È ormai imminente l’avvio del nuovo anno scolastico. La sede in cui dovrò prestare servizio è quella dell’anno scorso: dista pochi chilometri dal luogo in cui attualmente abito ed è un ambiente, tutto sommato, vivibile e pacifico. Almeno per il momento, gli effetti velenosi della “Buona Scuola” non sono stati inoculati. Ecco il punto che mi preme sollevare: la spinosa e famigerata questione della “Buona Scuola”, com’è stata ribattezzata la “riforma” renziana della scuola.
L’anno appena trascorso è stato di transizione, ma ora si aprirà sul serio una fase difficile e regressiva (temo) nella storia della scuola italiana. Si prospetta una stagione tormentata dagli effetti destabilizzanti e distorsivi prodotti dall’applicazione della legge 107/2015.
Gli scenari ipotetici delineati da molti analisti, lasciano supporre che l’istituzione del superpreside (la “nuova” figura dirigenziale è inequivocabilmente dotata di poteri, oneri e responsabilità a dir poco spropositati) e della “chiamata diretta” finirebbero per innescare “fatalmente” un incremento delle vertenze e dei ricorsi nelle realtà caotiche di numerose scuole. Potrebbe inasprirsi il clima di tensioni e polemiche tra i docenti stessi e gli altri soggetti che vivono quotidianamente le crescenti, esplosive contraddizioni insite nel mondo della scuola, accentuando sensibilmente alcune dinamiche conflittuali.
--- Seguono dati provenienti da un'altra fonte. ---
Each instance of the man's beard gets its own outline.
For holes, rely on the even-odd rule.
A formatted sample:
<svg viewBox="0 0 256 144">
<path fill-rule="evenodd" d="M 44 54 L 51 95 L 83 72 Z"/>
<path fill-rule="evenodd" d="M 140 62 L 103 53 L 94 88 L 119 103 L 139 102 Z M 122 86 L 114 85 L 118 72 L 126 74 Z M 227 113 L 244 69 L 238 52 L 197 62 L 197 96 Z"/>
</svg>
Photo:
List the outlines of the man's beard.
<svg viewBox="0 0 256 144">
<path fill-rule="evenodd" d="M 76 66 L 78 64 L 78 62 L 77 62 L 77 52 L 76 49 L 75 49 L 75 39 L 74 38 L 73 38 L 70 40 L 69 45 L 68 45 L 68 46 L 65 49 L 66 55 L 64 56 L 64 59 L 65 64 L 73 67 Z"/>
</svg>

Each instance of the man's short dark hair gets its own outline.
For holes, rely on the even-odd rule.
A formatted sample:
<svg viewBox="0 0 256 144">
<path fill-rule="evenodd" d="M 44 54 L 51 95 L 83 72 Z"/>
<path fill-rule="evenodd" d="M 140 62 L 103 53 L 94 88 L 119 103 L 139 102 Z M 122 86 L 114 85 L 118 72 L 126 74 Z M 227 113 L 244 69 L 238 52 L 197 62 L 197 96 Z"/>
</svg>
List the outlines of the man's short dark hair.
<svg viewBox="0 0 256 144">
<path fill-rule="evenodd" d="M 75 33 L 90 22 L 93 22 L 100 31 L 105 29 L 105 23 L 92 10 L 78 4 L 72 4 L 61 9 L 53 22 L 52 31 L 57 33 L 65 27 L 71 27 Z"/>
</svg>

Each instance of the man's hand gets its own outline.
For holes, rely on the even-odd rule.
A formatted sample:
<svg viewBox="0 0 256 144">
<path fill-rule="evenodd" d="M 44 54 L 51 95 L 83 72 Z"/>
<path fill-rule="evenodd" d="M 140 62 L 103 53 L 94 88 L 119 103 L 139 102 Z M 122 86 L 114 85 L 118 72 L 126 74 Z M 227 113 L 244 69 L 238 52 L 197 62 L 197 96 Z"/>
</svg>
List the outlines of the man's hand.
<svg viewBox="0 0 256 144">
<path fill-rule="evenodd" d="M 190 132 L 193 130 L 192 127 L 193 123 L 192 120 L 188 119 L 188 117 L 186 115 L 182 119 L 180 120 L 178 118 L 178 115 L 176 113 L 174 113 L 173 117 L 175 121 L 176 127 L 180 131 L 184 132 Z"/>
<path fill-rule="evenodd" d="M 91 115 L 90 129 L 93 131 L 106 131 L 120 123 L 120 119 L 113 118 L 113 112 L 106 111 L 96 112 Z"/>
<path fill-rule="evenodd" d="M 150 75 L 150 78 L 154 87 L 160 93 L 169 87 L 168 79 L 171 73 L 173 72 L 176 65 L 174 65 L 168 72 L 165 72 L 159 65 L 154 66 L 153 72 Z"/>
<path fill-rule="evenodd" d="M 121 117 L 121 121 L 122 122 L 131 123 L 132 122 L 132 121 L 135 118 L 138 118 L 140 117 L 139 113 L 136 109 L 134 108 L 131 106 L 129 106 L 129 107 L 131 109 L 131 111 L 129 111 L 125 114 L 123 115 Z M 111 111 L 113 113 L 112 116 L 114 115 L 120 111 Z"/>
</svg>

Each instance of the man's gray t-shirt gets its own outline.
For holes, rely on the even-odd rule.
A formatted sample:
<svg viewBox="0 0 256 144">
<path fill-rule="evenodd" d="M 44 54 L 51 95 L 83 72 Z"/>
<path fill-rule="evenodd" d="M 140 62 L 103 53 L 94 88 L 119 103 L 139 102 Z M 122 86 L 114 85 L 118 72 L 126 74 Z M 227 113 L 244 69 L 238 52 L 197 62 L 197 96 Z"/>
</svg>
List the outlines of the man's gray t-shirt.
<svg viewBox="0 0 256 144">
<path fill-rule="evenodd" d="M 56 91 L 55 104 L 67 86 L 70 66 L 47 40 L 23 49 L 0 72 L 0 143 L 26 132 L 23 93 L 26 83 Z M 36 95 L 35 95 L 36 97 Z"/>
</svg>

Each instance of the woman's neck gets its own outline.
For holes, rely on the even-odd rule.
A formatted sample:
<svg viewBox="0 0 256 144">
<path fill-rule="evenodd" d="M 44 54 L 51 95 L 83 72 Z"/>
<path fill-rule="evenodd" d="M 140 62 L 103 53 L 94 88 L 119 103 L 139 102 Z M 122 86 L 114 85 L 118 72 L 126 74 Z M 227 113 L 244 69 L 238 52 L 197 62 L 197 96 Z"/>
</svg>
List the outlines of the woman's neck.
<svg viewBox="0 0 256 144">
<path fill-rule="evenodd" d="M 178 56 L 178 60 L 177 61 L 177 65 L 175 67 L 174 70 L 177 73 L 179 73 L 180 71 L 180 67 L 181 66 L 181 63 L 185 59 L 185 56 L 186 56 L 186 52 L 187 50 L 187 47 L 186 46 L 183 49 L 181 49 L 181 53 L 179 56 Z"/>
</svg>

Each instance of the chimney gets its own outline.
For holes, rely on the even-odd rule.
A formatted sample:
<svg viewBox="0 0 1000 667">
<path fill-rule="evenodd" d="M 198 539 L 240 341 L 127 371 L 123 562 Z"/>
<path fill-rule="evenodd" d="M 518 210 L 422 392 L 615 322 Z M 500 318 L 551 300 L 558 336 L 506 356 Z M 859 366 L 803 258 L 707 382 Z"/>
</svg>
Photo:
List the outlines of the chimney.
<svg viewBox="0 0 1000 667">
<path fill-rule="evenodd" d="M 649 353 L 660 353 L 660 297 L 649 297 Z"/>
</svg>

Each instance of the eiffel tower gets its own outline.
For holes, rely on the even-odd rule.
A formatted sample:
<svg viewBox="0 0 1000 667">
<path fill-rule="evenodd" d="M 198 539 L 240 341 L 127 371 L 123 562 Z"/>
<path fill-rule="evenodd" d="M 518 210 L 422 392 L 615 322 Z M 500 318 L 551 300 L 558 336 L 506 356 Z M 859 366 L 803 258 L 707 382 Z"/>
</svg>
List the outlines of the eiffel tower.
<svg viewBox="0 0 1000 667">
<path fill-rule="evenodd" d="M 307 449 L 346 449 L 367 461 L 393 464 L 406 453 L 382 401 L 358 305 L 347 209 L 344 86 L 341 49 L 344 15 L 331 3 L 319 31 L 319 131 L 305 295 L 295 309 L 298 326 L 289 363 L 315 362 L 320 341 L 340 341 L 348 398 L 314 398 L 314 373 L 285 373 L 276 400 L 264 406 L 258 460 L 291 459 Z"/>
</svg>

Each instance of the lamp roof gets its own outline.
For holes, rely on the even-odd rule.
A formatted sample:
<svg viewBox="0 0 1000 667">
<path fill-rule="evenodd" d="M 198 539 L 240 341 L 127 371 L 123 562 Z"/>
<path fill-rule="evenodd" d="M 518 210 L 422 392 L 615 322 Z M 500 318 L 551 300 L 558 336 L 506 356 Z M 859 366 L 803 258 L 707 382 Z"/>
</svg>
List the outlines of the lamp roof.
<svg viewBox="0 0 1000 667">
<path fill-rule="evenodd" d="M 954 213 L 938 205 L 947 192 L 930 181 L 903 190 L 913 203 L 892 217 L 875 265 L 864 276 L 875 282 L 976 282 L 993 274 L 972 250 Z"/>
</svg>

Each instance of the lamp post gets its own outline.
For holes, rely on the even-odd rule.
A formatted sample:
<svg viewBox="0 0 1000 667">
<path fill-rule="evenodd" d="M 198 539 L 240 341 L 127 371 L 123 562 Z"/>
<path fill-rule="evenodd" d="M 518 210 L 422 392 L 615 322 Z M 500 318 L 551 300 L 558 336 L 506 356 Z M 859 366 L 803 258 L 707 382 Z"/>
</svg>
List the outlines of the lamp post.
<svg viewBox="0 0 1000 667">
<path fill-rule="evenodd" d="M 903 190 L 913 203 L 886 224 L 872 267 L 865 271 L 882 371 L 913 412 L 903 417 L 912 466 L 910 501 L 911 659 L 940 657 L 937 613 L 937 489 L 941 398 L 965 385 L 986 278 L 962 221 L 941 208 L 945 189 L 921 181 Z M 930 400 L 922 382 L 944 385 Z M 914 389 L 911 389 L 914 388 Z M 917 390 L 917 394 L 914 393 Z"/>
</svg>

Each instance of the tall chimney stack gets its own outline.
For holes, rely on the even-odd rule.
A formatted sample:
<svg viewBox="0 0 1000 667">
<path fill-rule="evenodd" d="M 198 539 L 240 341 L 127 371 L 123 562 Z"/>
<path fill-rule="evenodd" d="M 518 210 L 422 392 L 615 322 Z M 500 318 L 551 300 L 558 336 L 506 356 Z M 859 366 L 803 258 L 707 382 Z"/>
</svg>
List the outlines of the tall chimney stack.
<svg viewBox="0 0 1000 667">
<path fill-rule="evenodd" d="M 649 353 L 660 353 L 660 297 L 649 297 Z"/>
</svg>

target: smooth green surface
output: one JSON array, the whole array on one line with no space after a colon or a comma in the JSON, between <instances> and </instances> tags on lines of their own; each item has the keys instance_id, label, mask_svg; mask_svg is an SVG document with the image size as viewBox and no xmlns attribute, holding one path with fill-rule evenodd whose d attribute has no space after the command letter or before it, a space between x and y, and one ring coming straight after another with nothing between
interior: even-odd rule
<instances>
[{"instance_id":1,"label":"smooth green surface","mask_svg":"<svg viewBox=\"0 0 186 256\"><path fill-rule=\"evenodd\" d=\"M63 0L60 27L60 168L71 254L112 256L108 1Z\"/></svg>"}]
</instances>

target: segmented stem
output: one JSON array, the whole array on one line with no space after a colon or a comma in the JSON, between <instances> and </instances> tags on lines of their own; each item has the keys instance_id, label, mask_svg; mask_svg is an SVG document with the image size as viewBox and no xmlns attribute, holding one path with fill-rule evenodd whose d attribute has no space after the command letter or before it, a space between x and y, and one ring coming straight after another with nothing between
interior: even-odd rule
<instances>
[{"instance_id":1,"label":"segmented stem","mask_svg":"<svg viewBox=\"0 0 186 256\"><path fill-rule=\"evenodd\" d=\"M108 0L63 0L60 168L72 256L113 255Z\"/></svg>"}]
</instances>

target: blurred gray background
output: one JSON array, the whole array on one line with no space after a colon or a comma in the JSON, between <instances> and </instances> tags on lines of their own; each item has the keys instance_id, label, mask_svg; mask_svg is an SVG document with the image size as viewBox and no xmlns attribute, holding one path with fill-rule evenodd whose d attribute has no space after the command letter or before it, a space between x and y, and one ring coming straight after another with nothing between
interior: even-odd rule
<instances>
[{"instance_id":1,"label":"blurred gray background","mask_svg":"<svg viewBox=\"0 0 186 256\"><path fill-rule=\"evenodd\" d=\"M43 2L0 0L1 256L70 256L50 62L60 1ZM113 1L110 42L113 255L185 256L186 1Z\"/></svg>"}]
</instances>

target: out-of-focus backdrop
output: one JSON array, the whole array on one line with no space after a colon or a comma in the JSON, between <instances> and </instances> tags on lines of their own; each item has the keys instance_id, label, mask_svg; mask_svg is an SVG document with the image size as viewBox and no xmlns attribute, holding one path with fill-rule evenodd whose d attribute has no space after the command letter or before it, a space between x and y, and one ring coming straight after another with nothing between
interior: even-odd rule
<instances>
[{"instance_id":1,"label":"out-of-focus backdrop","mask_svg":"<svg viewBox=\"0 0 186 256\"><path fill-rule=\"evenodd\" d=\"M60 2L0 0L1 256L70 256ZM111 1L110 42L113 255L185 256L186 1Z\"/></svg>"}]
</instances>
A ciò si aggiunga l’introduzione dei “bonus”, cioè di meccanismi premiali per la “valorizzazione del merito”. Tradotto in soldoni, si andrebbe a premiare in maniera privilegiata chiunque asseconderà la linea politica seguita dal dirigente scolastico, non certo chi lavora e fa il proprio dovere in classe. Si tratta di un’operazione perversa che risponde ad una precisa finalità di cooptazione, ovvero di integrazione delle voci critiche scomode e fastidiose.
In sostanza, è un astuto espediente funzionale a un disegno di normalizzazione/neutralizzazione strisciante del dissenso. Come oramai avviene un po’ dovunque nella nostra società. Per cui si profila all’orizzonte il rischio subdolo, ma concreto, di un’impennata del numero dei reclami e delle controversie di tipo legale. Non è assurda, né distante dal vero, l’ipotesi che tutto ciò finirebbe per suscitare un clima relazionale rancoroso e ridurre le scuole in contesti quasi invivibili, alienanti, attraversati da crisi frequenti e contrasti laceranti. Insomma, ambienti intossicati da rapporti di sudditanza e di sopraffazione, o “teatri di battaglia” mai visti prima. In ogni caso, colgo l’occasione per augurarvi un sereno incipit d’anno scolastico. E che la “buona sorte” ci assista.